Finance Minister Marko Primorac said on Friday that the state's goal in controlling those who unjustifiably raised prices after the euro adoption is not to collect money and fill the budget, but to sanction unfair business practices, as prescribed by law.
Primorac today refuted claims about retailers and the government being at loggerheads over prices, and that there are more and more fines written due to rounding off by six or four cents.
He said that since the beginning of the process of introducing the euro, the government tried to conduct everything transparently.
Some enterprises took the law too flexibly, while the government tried to prevent unjustified price increases, said Primorac, while participating in a conference on the tax system at the Zagreb Faculty of Economics.
He added that the state inspectorate, tax and customs administration are doing everything they can to sanction and prevent such behaviour.
“It is a corrective instrument and it also a preventative instrument so that a message is sent to all those who wanted to take advantage of this situation.

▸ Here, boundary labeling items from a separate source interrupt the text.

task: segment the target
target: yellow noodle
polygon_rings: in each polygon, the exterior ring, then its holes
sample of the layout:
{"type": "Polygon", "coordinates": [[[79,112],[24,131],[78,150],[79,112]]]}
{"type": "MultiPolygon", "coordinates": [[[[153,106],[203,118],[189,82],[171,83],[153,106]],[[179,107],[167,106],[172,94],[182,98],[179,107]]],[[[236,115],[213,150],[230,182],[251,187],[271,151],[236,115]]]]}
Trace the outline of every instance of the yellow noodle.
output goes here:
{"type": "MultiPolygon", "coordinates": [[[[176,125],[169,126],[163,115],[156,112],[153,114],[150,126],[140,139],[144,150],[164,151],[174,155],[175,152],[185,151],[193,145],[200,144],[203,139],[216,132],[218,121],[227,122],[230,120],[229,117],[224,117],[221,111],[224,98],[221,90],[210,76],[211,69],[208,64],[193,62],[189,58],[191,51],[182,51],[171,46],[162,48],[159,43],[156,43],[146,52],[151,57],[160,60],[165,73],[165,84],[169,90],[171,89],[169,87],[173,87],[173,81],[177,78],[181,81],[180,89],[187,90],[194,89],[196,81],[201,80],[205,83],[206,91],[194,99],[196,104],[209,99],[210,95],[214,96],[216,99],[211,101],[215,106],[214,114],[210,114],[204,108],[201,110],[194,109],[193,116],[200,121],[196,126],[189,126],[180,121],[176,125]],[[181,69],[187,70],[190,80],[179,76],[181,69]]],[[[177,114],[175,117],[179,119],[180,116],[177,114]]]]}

Not only did we not want that to happen but we also wanted to prohibit it,” said the minister.
After all, all this is prescribed by the law on the euro adoption and consumer protection, he added.
And even small rounding off is an unfair business practice
When asked if it is a violation of the law if the price is rounded by four or six cents, he replied that some apparently took advantage of the “temporarily reduced ability of consumers to objectively evaluate prices in euros, compared to prices in kuna.”
“This is something that the Law on Consumer Protection treats as an unfair business practice. If someone had done that before or afterwards, it might not have been considered an unfair business practice, but with the law on the introduction of the euro, we invoked the principle of prohibiting unjustified price increases, and unjustified price increases were identified in several enterprises or a particular group,” says Primorac.
“The goal of the state is not to collect some money and use it for I don’t know what and fill the budget, the goal is to sanction unfair business practices,” the minister added.
Asked what would happen if these sanctions were to be overruled in court, he said that he was not a legal expert, but that there were services that the government “certainly uses and that are involved in making its decisions and preparing any proposals.”
“We talked with the experts, they don’t see anything controversial, and I’m sure that the inspection services, tax and customs administrations are working according to the law,” he said.
Speaking about the tax on extra profit and that INA will pay about €80 million for this levy, Primorac said that he expected that, and that this was in line with the projections.